# Pump Rebuild



## silverstilts (Oct 15, 2008)

Here are most of the parts I replaced when rebuilding my old Apla-tech pump last month. Working great again we sprayed 5000' ft of ceilings last week in 2-1/2 hrs. not bad for a small pump.


----------



## Mudslinger (Mar 16, 2008)

How did it go doing such an extensive rebuild? Mine are both going strong, but getting up there in age(both from around 2002). I've wondered if the complete rebuild was the way to go, or just replace the pump itself.


----------



## silverstilts (Oct 15, 2008)

Under 200 bucks for the parts verses almost 1000.00 just for the pump. It dosen't take long to do, really easy. And I guess it would depend on what type of pump you have.


----------



## Mudslinger (Mar 16, 2008)

I've got a Apla Tech T-series, and their Jr. pump also. I like to have 2 pumps with me if I'm working on projects outside the Twin Cities in case of breakdowns. Only thing is my pumps have been so reliable it's never been an issue, but a good boyscout is always prepared. Good to know you can do it for under 200, sounds like rebuilding is the way to go.


----------



## JustMe (Apr 17, 2009)

Maybe I'm wrong, but I'm doubting Apla-Tech makes their own pumps - that maybe they're being made by someone and Apla is putting their name on them?

Any manufacturer name on them? Like Hypro?


----------



## Mudslinger (Mar 16, 2008)

Apla Tech just makes the parts attatched to the pumps, they use Ingersol Rand ARO 1" dual diaphragm pumps.


----------



## silverstilts (Oct 15, 2008)

JustMe said:


> Maybe I'm wrong, but I'm doubting Apla-Tech makes their own pumps - that maybe they're being made by someone and Apla is putting their name on them?
> 
> Any manufacturer name on them? Like Hypro?
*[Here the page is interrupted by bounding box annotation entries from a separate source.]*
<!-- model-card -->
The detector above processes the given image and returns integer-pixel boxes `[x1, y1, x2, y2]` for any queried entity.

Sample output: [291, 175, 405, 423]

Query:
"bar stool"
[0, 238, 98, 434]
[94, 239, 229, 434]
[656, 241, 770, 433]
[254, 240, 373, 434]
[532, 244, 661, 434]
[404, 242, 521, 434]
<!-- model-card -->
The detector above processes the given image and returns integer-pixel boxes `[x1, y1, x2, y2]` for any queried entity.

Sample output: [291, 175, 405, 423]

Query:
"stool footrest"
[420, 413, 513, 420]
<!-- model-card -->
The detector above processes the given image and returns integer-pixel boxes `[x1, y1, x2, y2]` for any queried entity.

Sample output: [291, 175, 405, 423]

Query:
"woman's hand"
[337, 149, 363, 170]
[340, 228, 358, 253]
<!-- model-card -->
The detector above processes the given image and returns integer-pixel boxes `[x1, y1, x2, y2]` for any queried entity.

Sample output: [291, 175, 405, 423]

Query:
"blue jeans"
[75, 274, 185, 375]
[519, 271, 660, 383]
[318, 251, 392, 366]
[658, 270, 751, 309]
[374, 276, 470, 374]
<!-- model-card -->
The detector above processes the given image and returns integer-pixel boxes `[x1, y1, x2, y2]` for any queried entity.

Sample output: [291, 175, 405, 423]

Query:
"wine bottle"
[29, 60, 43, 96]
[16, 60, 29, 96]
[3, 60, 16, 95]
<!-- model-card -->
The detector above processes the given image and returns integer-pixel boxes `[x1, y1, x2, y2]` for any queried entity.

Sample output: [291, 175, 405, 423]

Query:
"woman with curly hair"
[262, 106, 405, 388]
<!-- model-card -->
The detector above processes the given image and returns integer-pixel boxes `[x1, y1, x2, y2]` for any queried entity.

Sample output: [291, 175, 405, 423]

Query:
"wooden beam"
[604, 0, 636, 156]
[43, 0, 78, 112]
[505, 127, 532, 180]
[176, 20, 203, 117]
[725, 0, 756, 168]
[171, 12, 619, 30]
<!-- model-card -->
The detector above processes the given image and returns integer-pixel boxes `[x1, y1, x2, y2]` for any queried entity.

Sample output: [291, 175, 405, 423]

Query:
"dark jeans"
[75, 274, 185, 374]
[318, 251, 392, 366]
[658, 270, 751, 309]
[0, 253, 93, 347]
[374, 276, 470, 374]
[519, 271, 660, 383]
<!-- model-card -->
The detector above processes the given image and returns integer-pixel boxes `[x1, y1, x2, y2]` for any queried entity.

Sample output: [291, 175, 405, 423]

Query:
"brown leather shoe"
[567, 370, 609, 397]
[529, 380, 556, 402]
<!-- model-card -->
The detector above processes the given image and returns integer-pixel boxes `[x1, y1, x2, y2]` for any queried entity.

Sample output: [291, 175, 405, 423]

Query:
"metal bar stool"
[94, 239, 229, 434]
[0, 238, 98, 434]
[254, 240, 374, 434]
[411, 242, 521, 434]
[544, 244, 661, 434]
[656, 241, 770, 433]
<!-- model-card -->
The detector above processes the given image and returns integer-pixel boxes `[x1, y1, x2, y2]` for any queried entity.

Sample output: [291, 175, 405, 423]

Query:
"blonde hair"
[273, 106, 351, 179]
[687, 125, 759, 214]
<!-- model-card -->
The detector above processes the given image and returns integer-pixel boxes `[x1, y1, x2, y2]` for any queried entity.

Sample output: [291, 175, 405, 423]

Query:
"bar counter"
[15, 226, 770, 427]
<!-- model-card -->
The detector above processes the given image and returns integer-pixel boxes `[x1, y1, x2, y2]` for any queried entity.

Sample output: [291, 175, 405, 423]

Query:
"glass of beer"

Well that's a good point yes they are Aro's you don't have to go through Apla-tech to get parts, in fact I found them a little more reasonable, but Dave over there at apla-tech is more than happy to give you any tech support and I really can't voch for any other distibuters. That to me is worth buying from him. A good thing to do with them pumps is tear it down every so often and grease them up real good it will save the o-rings and some of the more expensive parts like the main valve and internals. Really not much that can go wrong with them.


----------



## JustMe (Apr 17, 2009)

One thing I've wanted to ask whoever has run those double diaphragm Apla pumps - are you getting a bit of a 'pulse' in material delivery, or is the delivery smooth.


----------



## moore (Dec 2, 2010)

wrong thread.


----------



## Mudslinger (Mar 16, 2008)

JustMe said:


> One thing I've wanted to ask whoever has run those double diaphragm Apla pumps - are you getting a bit of a 'pulse' in material delivery, or is the delivery smooth.


You can if your compressor is to small, because your pump will be fighting for air and end up being under powered. I like to use a 1" pump with 50'-100' feet of hose, and at least a 5.5 hp gas compressor. The longer your hose the smoother the delivery will be. I've seen a few guys put a surge suppressor on like they use on seal coating equipment also. You can even get a rotor stator pump like a kodiak to pulse and spit if your mix has lumps in it, and is to thick.


----------